Bank customers may soon be using their phones to actually talk.
This summer, two major banks will announce audio virtual assistants paired with voice biometrics in their mobile apps, according to Nuance Communications.
More banks are in discussion to do the same. USAA is already up and running with Nina, Nuance’s virtual assistant, and US Bank is testing a voice assistant for some credit card customers. But combining a virtual assistant with voice biometrics is a new step, and one that may transform how users use their mobile apps.
Voice banking began with call centers in the 1970s and grew with branchless banks such as USAA and First Direct in the 1980s and ’90s. Advances in voice-recognition technology in the last few years, combined with the migration of transactions to the mobile channel, will soon allow users of some mobile banking apps to manage their accounts solely by voice.
Users with a virtual assistant such as Siri can open their banking apps with their voice, log in using their voice password, and complete transactions with the bank’s virtual assistant — all without touching the screen, except to prompt the app to accept your voice passphrase.

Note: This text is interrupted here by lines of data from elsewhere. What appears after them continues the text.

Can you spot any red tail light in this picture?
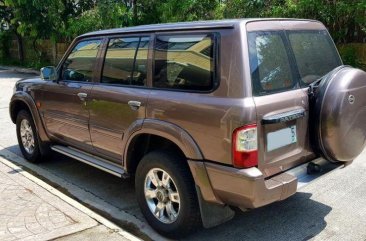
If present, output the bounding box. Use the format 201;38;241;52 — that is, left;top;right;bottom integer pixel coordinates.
232;124;258;168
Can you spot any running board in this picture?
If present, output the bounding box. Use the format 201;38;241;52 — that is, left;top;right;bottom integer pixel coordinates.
285;158;344;190
51;145;128;178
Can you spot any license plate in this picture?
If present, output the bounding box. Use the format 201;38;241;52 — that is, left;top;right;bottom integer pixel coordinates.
267;126;297;151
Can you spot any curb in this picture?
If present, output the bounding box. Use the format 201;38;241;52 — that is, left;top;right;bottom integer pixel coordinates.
0;65;40;75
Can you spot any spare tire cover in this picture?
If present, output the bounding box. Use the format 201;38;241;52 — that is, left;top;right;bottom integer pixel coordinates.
309;66;366;162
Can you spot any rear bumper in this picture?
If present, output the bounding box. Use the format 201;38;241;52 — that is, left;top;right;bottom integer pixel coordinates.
190;159;343;209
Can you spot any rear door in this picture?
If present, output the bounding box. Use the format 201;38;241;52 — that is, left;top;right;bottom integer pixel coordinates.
89;35;150;162
248;30;312;176
40;38;102;151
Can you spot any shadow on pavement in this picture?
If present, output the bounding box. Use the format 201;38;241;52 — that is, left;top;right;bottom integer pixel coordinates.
0;145;332;241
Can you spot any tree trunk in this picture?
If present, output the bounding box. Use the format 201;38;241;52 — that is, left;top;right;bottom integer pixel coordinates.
15;33;24;63
132;0;137;25
51;40;57;66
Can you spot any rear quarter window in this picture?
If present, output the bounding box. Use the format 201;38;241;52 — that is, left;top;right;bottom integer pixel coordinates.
248;32;296;95
153;34;216;91
288;30;342;85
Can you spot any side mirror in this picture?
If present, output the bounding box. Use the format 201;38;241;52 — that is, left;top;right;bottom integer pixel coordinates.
41;66;57;81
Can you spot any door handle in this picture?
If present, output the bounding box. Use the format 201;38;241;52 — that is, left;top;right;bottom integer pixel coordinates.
78;93;88;101
128;100;141;110
262;109;305;125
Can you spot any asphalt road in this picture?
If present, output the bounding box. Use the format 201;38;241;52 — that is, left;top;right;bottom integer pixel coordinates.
0;70;366;241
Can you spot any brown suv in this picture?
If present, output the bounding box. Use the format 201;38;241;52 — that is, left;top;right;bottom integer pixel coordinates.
10;19;366;237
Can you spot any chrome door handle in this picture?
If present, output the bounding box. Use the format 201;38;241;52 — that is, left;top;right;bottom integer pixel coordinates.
128;100;141;110
78;93;88;101
262;108;305;125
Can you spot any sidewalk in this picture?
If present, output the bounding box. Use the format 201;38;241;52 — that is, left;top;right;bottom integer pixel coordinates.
0;156;139;241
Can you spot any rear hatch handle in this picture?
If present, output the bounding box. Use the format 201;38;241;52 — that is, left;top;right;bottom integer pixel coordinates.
262;108;305;125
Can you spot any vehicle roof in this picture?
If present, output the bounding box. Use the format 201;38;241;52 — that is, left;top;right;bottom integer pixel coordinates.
79;18;316;37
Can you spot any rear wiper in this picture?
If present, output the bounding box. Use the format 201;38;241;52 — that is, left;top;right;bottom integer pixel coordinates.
308;75;326;97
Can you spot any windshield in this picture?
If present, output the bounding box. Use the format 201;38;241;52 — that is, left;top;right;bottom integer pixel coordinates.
248;30;342;95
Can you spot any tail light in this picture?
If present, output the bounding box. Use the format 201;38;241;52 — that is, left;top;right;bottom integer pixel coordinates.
232;124;258;168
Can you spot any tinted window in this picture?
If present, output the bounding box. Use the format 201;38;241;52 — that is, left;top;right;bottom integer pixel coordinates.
249;32;295;94
288;31;341;84
61;40;101;82
153;34;215;91
102;37;149;85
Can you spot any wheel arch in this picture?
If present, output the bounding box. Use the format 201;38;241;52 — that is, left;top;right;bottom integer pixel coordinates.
123;119;204;173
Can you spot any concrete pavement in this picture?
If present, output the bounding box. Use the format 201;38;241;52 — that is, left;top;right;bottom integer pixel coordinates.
0;156;139;241
0;68;366;241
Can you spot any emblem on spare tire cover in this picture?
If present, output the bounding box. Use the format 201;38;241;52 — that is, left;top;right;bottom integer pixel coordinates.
348;95;355;105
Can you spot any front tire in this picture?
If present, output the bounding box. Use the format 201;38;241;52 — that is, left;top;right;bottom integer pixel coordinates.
16;110;42;163
135;151;201;238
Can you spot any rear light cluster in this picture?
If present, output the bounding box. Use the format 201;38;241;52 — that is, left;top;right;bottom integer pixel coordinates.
232;124;258;168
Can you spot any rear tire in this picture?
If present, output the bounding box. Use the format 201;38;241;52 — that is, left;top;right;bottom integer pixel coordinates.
16;110;43;163
135;151;201;238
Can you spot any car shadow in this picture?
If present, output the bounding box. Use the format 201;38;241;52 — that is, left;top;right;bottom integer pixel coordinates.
0;145;332;241
184;192;332;241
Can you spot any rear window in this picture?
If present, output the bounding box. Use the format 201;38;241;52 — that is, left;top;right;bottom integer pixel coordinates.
248;30;342;95
153;34;215;91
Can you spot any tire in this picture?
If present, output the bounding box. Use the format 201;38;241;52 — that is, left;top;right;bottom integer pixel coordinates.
309;66;366;162
16;110;43;163
135;151;201;238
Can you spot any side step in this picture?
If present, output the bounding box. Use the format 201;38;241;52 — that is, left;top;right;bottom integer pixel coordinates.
51;145;128;178
285;158;344;190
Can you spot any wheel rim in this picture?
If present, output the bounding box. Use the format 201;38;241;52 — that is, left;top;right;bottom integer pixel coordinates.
144;168;180;224
20;119;34;154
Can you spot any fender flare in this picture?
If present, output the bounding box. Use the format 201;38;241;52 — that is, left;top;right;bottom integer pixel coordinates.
123;119;204;163
9;91;50;142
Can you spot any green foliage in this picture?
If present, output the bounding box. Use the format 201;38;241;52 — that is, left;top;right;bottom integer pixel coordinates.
65;0;132;39
137;0;220;24
224;0;366;43
338;45;366;70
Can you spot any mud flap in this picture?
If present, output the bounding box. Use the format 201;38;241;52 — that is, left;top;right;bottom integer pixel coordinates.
196;185;235;228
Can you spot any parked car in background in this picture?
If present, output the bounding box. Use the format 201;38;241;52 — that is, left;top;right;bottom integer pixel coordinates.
10;19;366;237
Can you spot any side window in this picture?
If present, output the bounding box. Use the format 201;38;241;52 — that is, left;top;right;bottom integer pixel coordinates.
61;40;102;82
288;30;342;84
153;34;215;91
101;37;149;86
249;32;295;95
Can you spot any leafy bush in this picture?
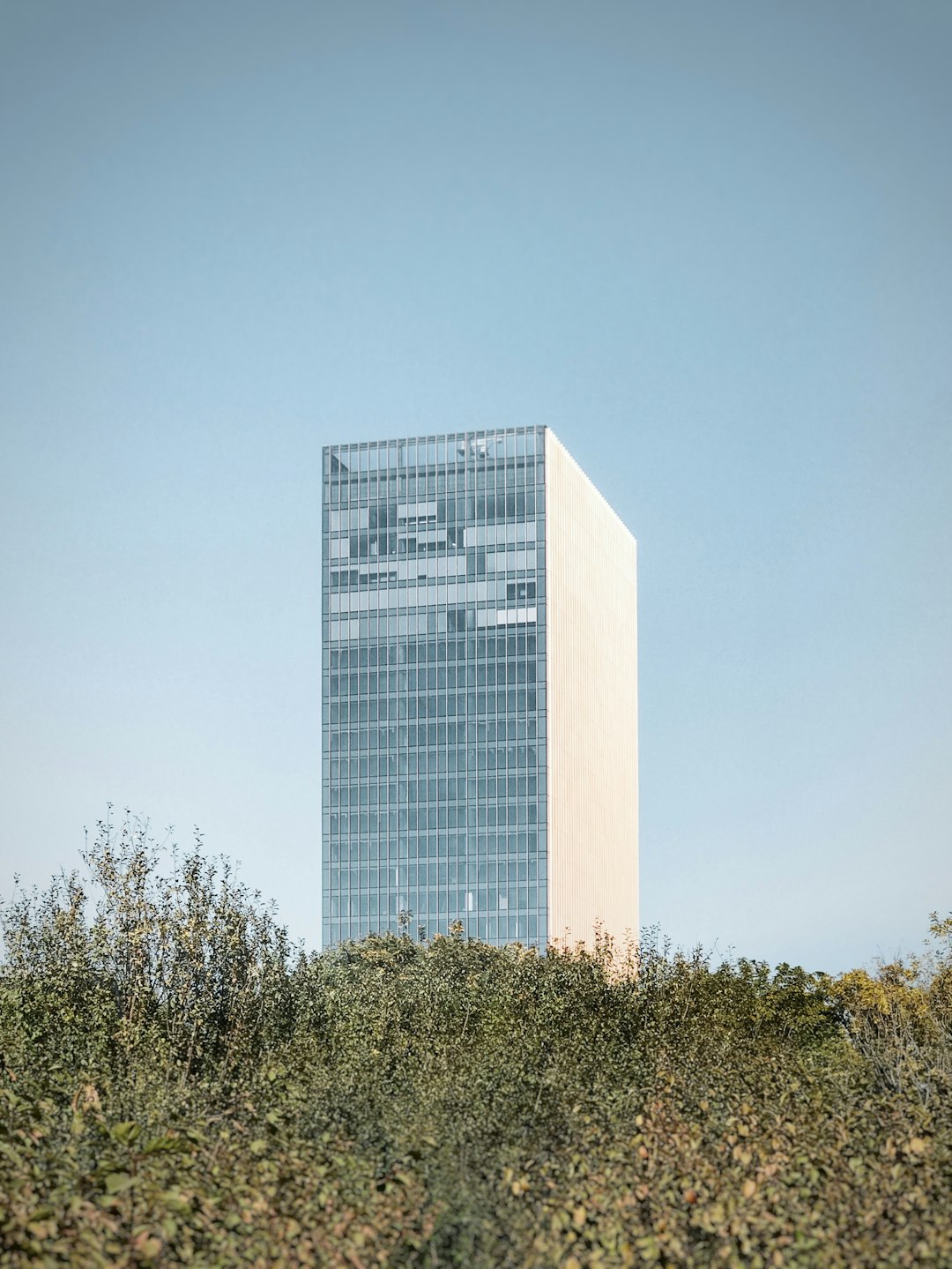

“We’re moving beyond speech recognition to intelligent natural language,” said Brett Beranek, solutions marketing manager for Nuance Communications. “It’s even moving beyond the smartphone to cars and TV.” Beranek said that over the last two to three years, banks have been seriously considering both voice biometric and virtual assistants, but that 2014 is the year that both are coming together.
The use case for voice is much like that for photo banking. Tapping a tiny smartphone screen is a pain point. The smartphone offers multiple input methods,and voice is the most basic of all — it is a phone, after all.
Voice also works as an authentication method. Users create passphrases, and Nuances’ software measures some 200 characteristics of the voiceprint. Some 50 banks including TD and Barclays, currently use Nuance technology for voice biometrics in their call center. Passwords, of course, are hard to remember and crackable by any hacker willing to put in the effort.
Biometrics are present in a few bank branches, such as Bridge Community Bank in Iowa, but have come under fire for presenting another attractive target to hackers. A database of fingerprints, for example, would yield valuable information to hackers — and fingerprints, unlike passwords or voice passphrases — are hard to change. Nuance does not store the entire voiceprint, but only “characteristics” of it, according to Beranek.
The security component will log the user in using a voice password, and also come up during high-risk transactions, such as transactions of large amounts of money.
Many customers will not be comfortable making transactions by voice, since mobile phones are often used in public places. But given the popularity of call centers, there are many customers that do like the sound of a voice to do their banking. Will a virtual assitant be as good a s a human?